OutputSidecar expands to top-level columns when include_unmapped: true (the default). Set include_unmapped: false to strip the sidecar (and every other unmapped input field) so only explicitly-emitted columns reach the writer.

Output controls

- type: output
  name: out
  input: src
  config:
    name: out
    type: json
    path: out.json
    include_unmapped: true    # default: true

When true (the default), fields the source absorbed into $widened are expanded back to top-level columns at the sink. Useful for pass-through pipelines where every original input field should reach the output regardless of whether it was declared in schema:. Set include_unmapped: false to strip the sidecar (and every other input field not explicitly emitted upstream) so the writer sees only user-declared columns.

include_unmapped composes independently with include_correlation_keys: true — each, both, or neither can be set. include_correlation_keys does not surface $widened; the two flags are orthogonal.

Cross-format flow

The expansion happens at the projection layer, before the writer sees the record. So a CSV source with auto_widen plus a JSON output with include_unmapped: true produces JSON objects whose top-level keys include both declared columns and absorbed input columns:

input.csv:    id,extra,city
              1,foo,Paris

output.json:  {"id": "1", "extra": "foo", "city": "Paris"}

The literal $widened slot is stripped during expansion; the writer never sees a Value::Map.

Writer rejection of Value::Map payloads

CSV, XML, and fixed-width writers refuse records carrying a Value::Map payload at any column slot, raising FormatError::UnserializableMapValue { format, column }. The rejection lives in each writer’s value-to-string helper — single point of truth, no defensive prechecks. JSON serializes Value::Map natively as a nested object and does not raise.
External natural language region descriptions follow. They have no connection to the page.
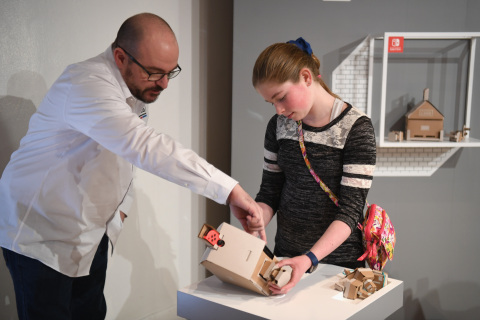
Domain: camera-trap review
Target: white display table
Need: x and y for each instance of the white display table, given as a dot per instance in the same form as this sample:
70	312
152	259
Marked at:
314	297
The most common cause: the $widened sidecar reaches the writer because the Output node set include_unmapped: false. Remediation is either to leave include_unmapped at its default of true (so the projection layer expands the map to top-level columns before write) or to coerce the map to a scalar in CXL before the emit. The error message lists both routes.

The DLQ writer applies the same filter at its own layer: dlq::dlq_user_columns strips any column tagged FieldMetadata::WidenedSidecar, so the DLQ CSV header never contains $widened even when the DLQ entry’s original_record retains the auto_widen schema shape. Correlation-lattice columns ($ck.*) are retained in the DLQ output for collateral debugging.

E315 — Merge inputs must agree on policy

Merge concatenates streams positionally against the merge node’s output_schema (taken from the first input). Every input must agree on column shape — same column names, same on_unmapped policy, same correlation_key set.

If two upstream sources disagree on whether they carry the $widened sidecar (one source uses auto_widen, another uses drop / reject), compile fails:

E315: merge "merged": input schemas disagree on the `$widened` auto_widen sidecar column.

Remediation: set every merge upstream source to the same on_unmapped policy. The engine-wide default is auto_widen; for sources that should explicitly omit the sidecar, declare on_unmapped: { mode: drop } (or reject) on each.

Fixed-width sources are structurally inert

Fixed-width sources are positional — the schema is constructed from width / start..end byte ranges, and bytes outside the declared ranges are invisible to the reader. auto_widen therefore can never populate the sidecar for fixed-width sources; the slot stays Value::Null for every record.

The executor emits a tracing::info diagnostic at source-reader construction time when auto_widen is the policy on a fixed-width source, naming the source. The diagnostic fires once per reader instance; a source used as a combine build-side input across multiple combines may produce one log per combine. To avoid the noise, switch to on_unmapped: drop (or reject) for explicit scalar semantics, or accept the empty sidecar.